- By Paul Glynn
- entertainment reporter
image source, beautiful pictures
Francoise Gilot, who emerged from the shadow of her lover Pablo Picasso to become an artist in her own right, has died at the age of 101.
An accomplished painter, Gilot also wrote a 1964 best-selling memoir detailing her turbulent relationship with the Spanish modern art giant.
She describes the “hell” of being Picasso’s mistress and art muse.
French culture minister Rima Abdul Malak called Gilot “one of the most prominent artists of her generation”.
“Her disappearance has plunged the art world into infinite sadness because her personality is so bright and inspiring,” Malak said.
Huffington Post founder and Picasso biographer Arianna Huffington thanks Gilot for “the insights, love and wisdom you have brought into my life”.

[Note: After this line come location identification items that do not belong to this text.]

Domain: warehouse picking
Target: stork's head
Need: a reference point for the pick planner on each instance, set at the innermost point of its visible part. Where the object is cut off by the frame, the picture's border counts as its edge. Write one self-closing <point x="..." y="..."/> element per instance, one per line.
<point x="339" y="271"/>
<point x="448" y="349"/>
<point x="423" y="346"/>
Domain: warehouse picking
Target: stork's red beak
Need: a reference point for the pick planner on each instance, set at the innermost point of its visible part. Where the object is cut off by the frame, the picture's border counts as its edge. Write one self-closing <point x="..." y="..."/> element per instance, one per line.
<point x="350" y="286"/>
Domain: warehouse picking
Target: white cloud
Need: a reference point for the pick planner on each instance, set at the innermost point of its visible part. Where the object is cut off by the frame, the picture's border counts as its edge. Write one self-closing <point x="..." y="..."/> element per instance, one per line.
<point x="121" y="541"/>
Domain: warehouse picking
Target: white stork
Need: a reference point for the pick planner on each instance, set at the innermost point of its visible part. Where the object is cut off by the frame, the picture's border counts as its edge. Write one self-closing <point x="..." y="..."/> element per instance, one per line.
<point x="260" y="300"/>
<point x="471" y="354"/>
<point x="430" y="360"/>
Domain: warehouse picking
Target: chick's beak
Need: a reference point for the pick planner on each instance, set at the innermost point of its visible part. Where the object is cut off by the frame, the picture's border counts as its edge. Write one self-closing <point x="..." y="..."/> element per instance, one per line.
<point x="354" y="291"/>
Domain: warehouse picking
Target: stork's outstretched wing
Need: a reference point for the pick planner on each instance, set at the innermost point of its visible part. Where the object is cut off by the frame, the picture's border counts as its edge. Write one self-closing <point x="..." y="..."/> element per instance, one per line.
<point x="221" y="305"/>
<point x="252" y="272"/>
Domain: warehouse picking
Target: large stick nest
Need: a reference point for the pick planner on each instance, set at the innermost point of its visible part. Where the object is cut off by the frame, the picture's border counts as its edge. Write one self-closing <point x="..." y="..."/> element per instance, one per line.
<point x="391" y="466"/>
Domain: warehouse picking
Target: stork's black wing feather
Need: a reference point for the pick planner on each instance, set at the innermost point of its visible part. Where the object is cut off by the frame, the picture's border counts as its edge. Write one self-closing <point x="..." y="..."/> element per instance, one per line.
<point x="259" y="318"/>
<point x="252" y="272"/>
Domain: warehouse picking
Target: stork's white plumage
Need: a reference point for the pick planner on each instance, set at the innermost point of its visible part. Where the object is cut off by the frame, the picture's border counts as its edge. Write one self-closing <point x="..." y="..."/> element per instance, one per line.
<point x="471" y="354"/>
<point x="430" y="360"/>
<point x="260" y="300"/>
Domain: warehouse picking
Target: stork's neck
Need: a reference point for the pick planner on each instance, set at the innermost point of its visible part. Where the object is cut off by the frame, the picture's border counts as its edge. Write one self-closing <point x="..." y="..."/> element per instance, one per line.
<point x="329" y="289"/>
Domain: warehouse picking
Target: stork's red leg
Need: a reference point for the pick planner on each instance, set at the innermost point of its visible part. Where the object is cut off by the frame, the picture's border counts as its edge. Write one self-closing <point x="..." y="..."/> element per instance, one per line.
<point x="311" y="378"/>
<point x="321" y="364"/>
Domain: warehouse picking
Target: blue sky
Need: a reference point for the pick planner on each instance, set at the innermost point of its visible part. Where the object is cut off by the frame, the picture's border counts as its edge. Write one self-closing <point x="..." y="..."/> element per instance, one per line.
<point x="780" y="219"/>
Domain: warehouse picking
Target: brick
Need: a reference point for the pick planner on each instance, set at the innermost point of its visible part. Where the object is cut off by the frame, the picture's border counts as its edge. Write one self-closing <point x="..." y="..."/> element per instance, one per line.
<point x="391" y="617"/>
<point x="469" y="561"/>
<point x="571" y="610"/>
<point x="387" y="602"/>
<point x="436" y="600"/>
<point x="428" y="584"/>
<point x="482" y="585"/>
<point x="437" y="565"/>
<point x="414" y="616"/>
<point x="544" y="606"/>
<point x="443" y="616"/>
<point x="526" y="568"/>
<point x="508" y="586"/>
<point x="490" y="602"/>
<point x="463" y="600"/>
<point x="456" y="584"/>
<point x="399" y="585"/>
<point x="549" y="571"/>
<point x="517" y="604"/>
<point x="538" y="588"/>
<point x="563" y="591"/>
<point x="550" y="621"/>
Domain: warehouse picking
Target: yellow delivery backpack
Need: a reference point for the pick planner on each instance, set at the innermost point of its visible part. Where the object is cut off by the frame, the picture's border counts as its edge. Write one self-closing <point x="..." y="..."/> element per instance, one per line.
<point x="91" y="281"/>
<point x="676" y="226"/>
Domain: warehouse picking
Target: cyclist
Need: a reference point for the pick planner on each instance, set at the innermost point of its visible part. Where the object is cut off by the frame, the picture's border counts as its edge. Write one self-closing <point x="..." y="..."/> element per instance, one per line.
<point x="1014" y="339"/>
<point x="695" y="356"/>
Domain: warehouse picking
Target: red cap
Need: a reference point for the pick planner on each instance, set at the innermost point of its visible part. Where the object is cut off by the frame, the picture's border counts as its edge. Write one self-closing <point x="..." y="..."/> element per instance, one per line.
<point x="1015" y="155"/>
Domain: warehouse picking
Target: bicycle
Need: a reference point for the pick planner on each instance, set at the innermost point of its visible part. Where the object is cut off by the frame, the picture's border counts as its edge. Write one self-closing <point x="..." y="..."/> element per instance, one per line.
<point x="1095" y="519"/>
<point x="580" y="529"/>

This article contains content provided by Twitter. We ask your permission before downloading anything, as they may be using cookies and other technologies. You may want to read Twitter cookie policy And Privacy Policy before accepting. To view this, select ‘accept and continue’.
End of Twitter content, 1
Born near Paris to a wealthy family of engineers and merchants in 1921, Gilot established his first studio in his grandmother’s apartment.
She studied English, philosophy and law at the insistence of her father, who did not want her to become an artist. But privately, she continues to paint.
While living in occupied Paris during the Second World War, she was briefly arrested for participating in anti-Nazi demonstrations under the Arc de Triomphe.
At the age of 21, she met Picasso, 40 years her senior, at a restaurant and the two began a personal and professional relationship.
image source, beautiful pictures
Paul Picasso and Francois Gilot,
After the best time of a decade together, giving them two children, she left him.
“Pablo is the greatest love of my life, but you have to take steps to protect yourself,” Gilot says in Janet Hawley’s 2021 book Artists in Conversation. “I did. I left before I was destroyed.”
The Spaniards were unsuccessful in their attempt to stop her candid memoir, Life with Picasso, and cut off contact with Gilot and their two children, Claude and Paloma.
The book inspired the 1996 film of the same name, starring Anthony Hopkins as Picasso and Natascha McElhone as Gilot.
image source, beautiful pictures
Although Picasso is said to have pressured galleries not to display her works, Gilot continued to display them and they are now in the collections of the Metropolitan Museum of Art and the Museum of Art. Modern in New York, as well as Center Pompidou in Paris.
A 1965 portrait of her daughter, Paloma à la Guitare, sold for $1.3 million (£1 million) at auction in 2021.
image source, John Phillips
Francoise Gilot’s Paloma à la Guitare goes on sale at Sothebys in London in 2021
She eventually moved to the US, married twice and had one more child, and became dean of the fine arts department at the University of Southern California.
A passionate travel artist, in 2018 Gilot – then 96 years old – published a book of sketches made during trips to India, Senegal and Venice.